By Ben Velderman
LAS VEGAS – The end of the current school year is less than two months away for Nevada’s Clark County School District. While students eagerly wait for the start of their summer vacation, many of their teachers likely have knots in their stomachs, wondering if they’ll have a job when school starts up again in the fall.
One thousand young, less-senior teachers are in jeopardy of being laid off – thanks to their union’s hardball contract negotiations with district officials over a proposed pay freeze. The district says that if the local teachers’ union – the Clark County Education Association – accepts a pay freeze for 2011-13, no teachers will be laid off.
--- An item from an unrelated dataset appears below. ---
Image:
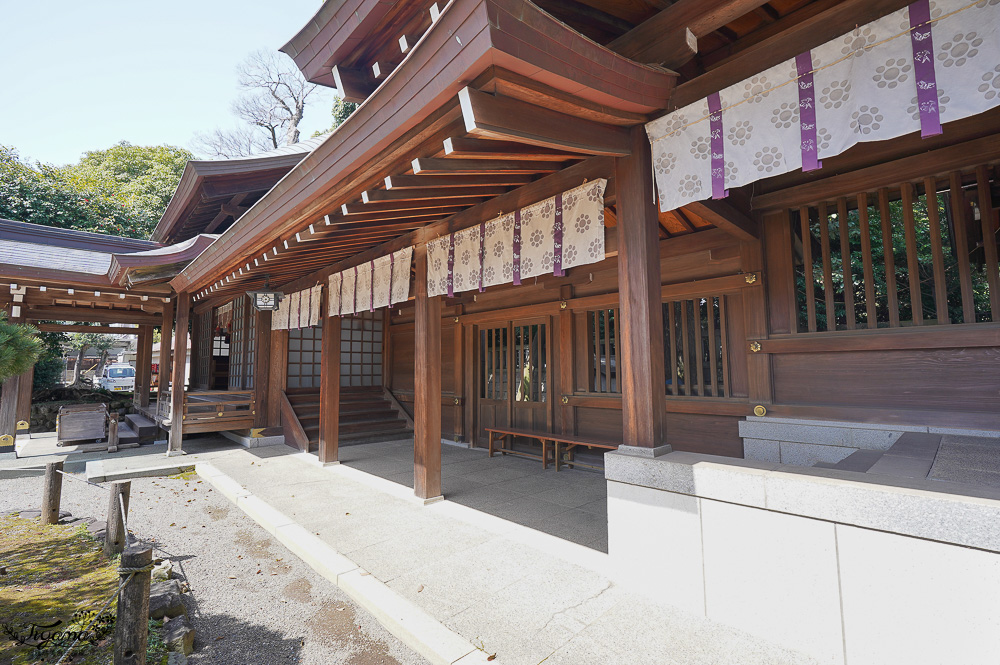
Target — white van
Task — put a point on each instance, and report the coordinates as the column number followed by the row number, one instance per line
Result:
column 118, row 377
CCEA leaders have steadfastly refused that deal.
An arbitrator has been called upon to choose between the two sides, and a ruling is expected at any time.
If the 1,000 less-senior teachers aren’t already appalled at their union’s willingness to throw them overboard in order to secure raises for senior members, the latest wrinkle in the long-running drama should do the trick.
The Las Vegas Review Journal reports Clark County school officials have taken the unheard of step of filing a complaint with a state government board, charging that CCEA leaders have not been bargaining in good faith.
More to the point, the district charges that CCEA leaders have been playing games with the negotiating calendar, saying that they’re available to negotiate on certain days, only to cancel those times as the district negotiators attempt to schedule talks.
Why would a union keep moving the goalposts, with the livelihoods of so many of its members at stake?
“The assumed motivation, according to the district: Stalling means 18,000 teachers will continue earning pay raises,” reports the Review Journal. “The raises keep coming because teachers continue to work under the old contract until a new contract is settled.”
The automatic raises could cost the district $40 million, which would lead to even more teacher layoffs.
“It’s unfortunate that union bosses continue to risk jobs by dragging out the process,” district spokeswoman Amanda Fulkerson told the paper. “(The raises) could mean more and more jobs lost.”
(No word yet from CCEA leaders on how their stall tactics are really designed to benefit the children.)
Through its unabashed greed, the teachers union is forcing the district to the brink of a financial and staffing crisis.
Kudos to the Clark County school officials for standing up to these union bullies.
The only way to stop out-of-control school employee unions is by publicly exposing their motives and dirty tricks.
We hope school board members and superintendents across the country are paying attention.